Черный консул - Виноградов Анатолий Корнелиевич (книги без регистрации полные версии TXT) 📗
Негритята, маленькие, прекрасно сложенные, в белых фартуках, белых камзолах и белых жабо, синих шароварах и кожаных туфлях с загнутыми носками на босу ногу, числом двенадцать, прислуживали за столом. Это были любимцы господина Шапотена, взятые к столу еще в детском возрасте, когда нет ни удивления, ни стыда, когда нет еще созревшей дружбы и того презрения товарища, которое останавливает молодежь от целого ряда неосторожных поступков. Эти молодые негры в большинстве случаев довольно рано привыкали презирать неудачников, относиться к ним со своеобразным пренебрежением, но зачастую, не рассчитав своего взлета, они падали, заслужив презрение тех, кого они сами презирали. Их встречали товарищи, привычные к побоям и не знавшие барского двора.

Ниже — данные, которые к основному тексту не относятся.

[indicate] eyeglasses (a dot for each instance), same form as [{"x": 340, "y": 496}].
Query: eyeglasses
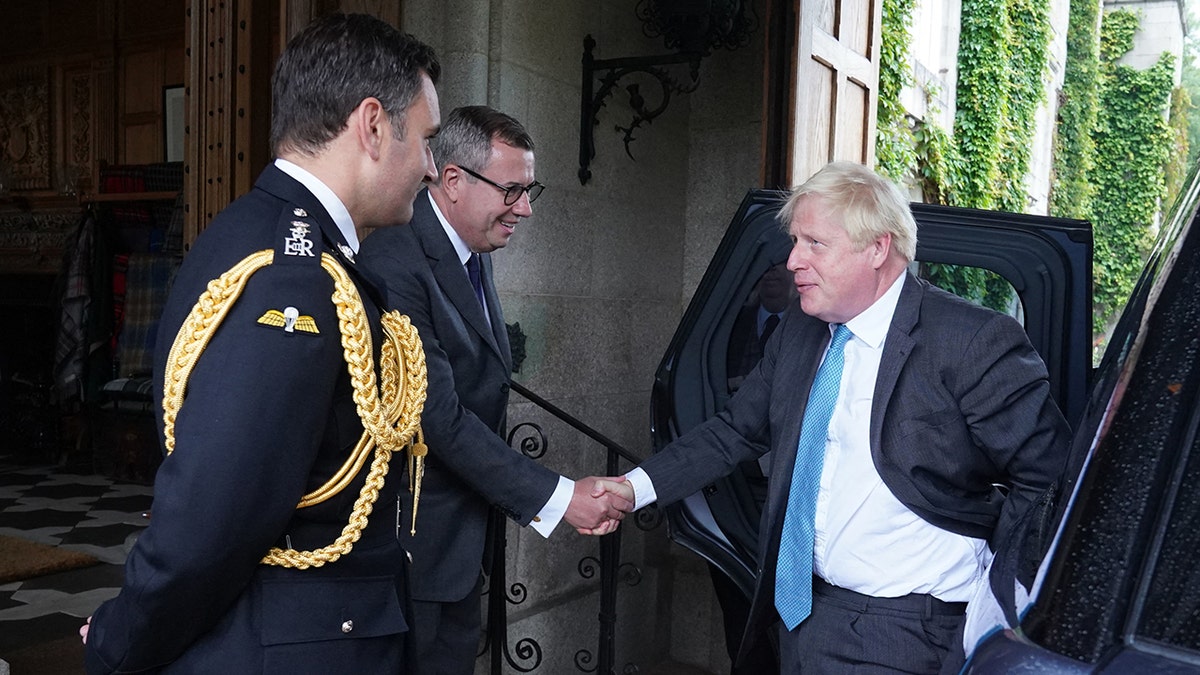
[{"x": 511, "y": 192}]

После кофе, когда спала жара, креолки с белоснежными лицами, с глазами блестящими и черными, с великолепными волосами, спадавшими почти до колен, потанцевав немного для увеселения генеральши Модюи, посадили ее в воланту
— экипаж чрезвычайно удобный, так как можно принять любое положение, не вставая и даже не поднимая ног, и выехали на прогулку. Генеральша была немало удивлена, когда увидела по дороге на Макорис, как ее супруг выходит из экипажа около дома Цюбала у самого берега моря на горе и как Цюбал вместе со своими сыновьями встречает его почтительно и нежно у ворот, украшенных гирляндами цветов. Генеральша проехала по дороге, ее супруг вошел в покои мулата.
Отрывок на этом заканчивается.